Deel I: H2 Flashcards
Scheiding der machten in Belgiê
De staatsmacht is in België verdeeld over drie machten: de wetgevende, de uitvoerende en de rechterlijke macht. Elke macht controleert en beperkt de andere machten. Dit principe van de scheiding der machten staat echter niet uitdrukkelijk in de grondwet en is ook niet absoluut.
De federale wetgevende macht maakt de wetten en controleert de uitvoerende macht. Ze wordt uitgeoefend door het parlement en de koning. Het parlement bestaat uit twee kamers, de Senaat en de Kamer van volksvertegenwoordigers.
De federale uitvoerende macht bestuurt het land. Ze zorgt ervoor dat de wetten in concrete gevallen worden toegepast en nageleefd. De uitvoerende macht wordt uitgeoefend door de koning en zijn regering van ministers en staatssecretarissen. Doordat de Koning geen handelingen kan stellen zonder dat hij hierin gedekt wordt door een minister, berust de uitvoerende macht in de praktijk bij de Federale regering, onder leiding van de eerste minister. Deze oefent de uitvoerende macht uit door middel van koninklijk besluit (KB) en ministerieel besluit (MB).
De rechterlijke macht doet uitspraak over geschillen en wordt uitgeoefend door hoven en rechtbanken. Ze controleert ook de wettelijkheid van de daden van de uitvoerende macht.
De scheiding der machten geldt ook op het niveau van de gemeenschappen en de gewesten. Ze hebben elk een aparte wetgevende en uitvoerende macht.
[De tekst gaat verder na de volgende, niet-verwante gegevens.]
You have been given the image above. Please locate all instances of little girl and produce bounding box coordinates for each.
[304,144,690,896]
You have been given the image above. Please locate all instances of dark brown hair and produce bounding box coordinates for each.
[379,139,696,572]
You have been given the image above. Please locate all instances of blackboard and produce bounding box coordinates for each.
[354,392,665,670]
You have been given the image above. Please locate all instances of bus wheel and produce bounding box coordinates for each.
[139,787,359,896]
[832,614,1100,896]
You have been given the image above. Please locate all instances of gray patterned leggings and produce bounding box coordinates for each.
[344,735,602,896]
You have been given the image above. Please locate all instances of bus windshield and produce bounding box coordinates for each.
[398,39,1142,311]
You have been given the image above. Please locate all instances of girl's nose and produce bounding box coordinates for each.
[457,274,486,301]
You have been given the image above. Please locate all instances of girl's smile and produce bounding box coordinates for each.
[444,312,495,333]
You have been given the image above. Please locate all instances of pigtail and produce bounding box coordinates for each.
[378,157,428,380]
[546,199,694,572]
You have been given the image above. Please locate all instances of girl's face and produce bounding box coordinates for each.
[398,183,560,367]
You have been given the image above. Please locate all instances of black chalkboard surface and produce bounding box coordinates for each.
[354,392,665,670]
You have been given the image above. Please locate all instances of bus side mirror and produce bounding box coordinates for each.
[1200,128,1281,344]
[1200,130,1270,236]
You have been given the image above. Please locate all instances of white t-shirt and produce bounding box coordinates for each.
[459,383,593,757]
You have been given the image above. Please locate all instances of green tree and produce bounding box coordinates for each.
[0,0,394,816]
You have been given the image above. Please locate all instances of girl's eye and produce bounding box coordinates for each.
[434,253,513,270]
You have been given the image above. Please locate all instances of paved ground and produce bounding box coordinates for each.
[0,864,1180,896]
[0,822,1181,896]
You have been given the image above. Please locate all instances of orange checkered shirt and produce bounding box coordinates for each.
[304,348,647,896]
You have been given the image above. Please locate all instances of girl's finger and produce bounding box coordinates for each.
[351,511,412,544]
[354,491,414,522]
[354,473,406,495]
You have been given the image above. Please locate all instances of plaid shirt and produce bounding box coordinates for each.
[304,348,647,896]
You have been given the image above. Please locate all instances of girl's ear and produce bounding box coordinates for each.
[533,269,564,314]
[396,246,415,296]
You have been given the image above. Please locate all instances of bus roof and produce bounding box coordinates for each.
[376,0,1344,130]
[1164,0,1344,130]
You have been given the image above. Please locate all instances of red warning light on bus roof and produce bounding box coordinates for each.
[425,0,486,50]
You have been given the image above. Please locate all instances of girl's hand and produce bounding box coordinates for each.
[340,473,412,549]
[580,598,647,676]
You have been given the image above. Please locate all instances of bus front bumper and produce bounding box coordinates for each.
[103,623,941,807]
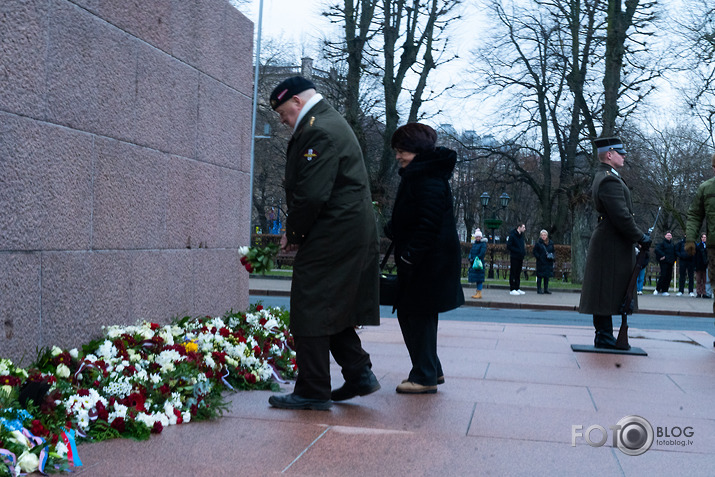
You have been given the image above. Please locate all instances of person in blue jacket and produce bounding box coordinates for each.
[467,229,487,300]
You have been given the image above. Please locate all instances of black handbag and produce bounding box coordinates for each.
[380,242,398,306]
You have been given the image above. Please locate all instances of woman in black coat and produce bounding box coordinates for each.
[386,123,464,394]
[534,230,554,295]
[467,229,487,299]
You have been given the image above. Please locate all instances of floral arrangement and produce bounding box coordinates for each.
[238,243,278,274]
[0,305,296,477]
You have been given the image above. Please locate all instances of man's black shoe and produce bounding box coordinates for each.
[593,331,618,349]
[330,370,380,401]
[268,393,332,411]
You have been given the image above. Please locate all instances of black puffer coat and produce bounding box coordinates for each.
[387,147,464,313]
[534,238,554,278]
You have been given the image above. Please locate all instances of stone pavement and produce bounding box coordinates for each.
[77,280,715,477]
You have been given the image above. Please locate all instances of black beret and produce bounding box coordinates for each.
[271,76,315,111]
[390,123,437,154]
[593,137,627,156]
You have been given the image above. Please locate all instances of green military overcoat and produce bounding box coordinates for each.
[685,177,715,250]
[285,100,380,336]
[579,163,643,315]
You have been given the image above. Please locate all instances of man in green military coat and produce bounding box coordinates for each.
[579,137,650,349]
[685,154,715,313]
[269,76,380,410]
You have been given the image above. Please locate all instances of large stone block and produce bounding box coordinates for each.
[197,75,251,169]
[166,156,221,249]
[0,0,48,118]
[130,250,194,323]
[47,1,137,140]
[170,0,224,78]
[192,250,248,315]
[227,8,254,96]
[134,44,199,158]
[39,252,97,347]
[0,253,42,360]
[93,138,169,250]
[72,0,172,51]
[0,113,93,250]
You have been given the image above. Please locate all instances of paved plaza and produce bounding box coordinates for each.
[77,279,715,477]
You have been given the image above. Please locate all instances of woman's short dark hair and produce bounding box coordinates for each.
[390,123,437,153]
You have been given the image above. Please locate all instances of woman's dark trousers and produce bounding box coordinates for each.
[397,309,444,386]
[509,257,524,291]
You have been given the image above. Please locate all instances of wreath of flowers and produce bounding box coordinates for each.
[238,243,279,274]
[0,304,296,477]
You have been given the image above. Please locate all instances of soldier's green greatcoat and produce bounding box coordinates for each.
[685,177,715,250]
[285,100,380,336]
[579,163,643,315]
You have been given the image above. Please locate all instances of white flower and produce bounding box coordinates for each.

De rechterlijke macht wordt echter voor de federale overheid, de gemeenschappen en de gewesten door dezelfde instanties uitgeoefend.
formele rechtsbronnen
de mensen/organisaties die een rechtsregel kunnen produceren
natuurrechtelijke invalshoek
leert dat alle recht terug te voeren is naar de natuur
rechtspositivistische invalshoek
eert dat alle recht terug te voeren is tot een procedurele benadering
functionele rechtsleer
wijst naar de menselijke interactie als bron van het recht
voornaamste regelproducenten
bindend (= formele rechtsbronnen, rechter kan er rechtstreeks op beroep doen om een uitspraak te doen:
- wetgever
- gewoonte
- algemene rechtsbeginselen
- vreemd recht
gezaghebbend (als ondersteuning van een redenering bij het maken van een keuze)
- rechtspraak
- rechtsleer/doctrine
‘Wet’ begrip algemeen
De ‘wet’ is een schriftelijke rechtsnorm in gestandaardiseerde vorm met een bepaalde inhoud en uitgaande van een daartoe speciaal gelegitimeerd orgaan
wet in formele zin
iedere akte die uitgaat van de wetgevende macht (wetten, ordonnaties en decreten). Bij formele wetten kijkt men niet naar de inhoud van de akte, maar naar het orgaan dat de akte heeft gemaakt
wet in materiële zin
Is een akte, ongeacht het orgaan dat de akte tot stand bracht, die een bindende regel inhoudt. De inhoud van de akte is doorslaggevend
onderscheid wetten
Onderscheid naargelang het orgaan dat de akte produceerde en naargelang de inhoudelijke reikwijdte (afstand waar iets geldt) van de norm
indeling volgens orgaan
- supranationale normen
- interne rechtsnormen
Supranationale normen
Supranationale normen zijn normen die worden gemaakt hetzij door internationale organisaties. Onderscheid tussen het klassieke verdragsrecht, Europees recht, Benelux-eenvormige wetten.
verdrag
geschreven overeenkomst tussen twee of meer staten waarin ze hun wederzijdse rechten en plichten vastleggen
Klassiek verdragsrecht
bij het klassiek verdragsrecht worden verdragen tot stand gebracht door overleg tussen soevereine staten. Dit gaat niet gepaard met de overdracht van een deel van de soeveriniteit
Benelux-wetgeving
andere aanpak: eenzelfde wettekst in de drie landen doe moet worden goedgekeurd, het Benelux-gerechtshof zorgt voor de juiste interpertatie in alle landen
Verdrag met directe werking
= normatieve verdragen: verdrag bevat bepalingen waaruit de burger rechtstreeks rechten kan putten ( self executing) (vb. EVRM)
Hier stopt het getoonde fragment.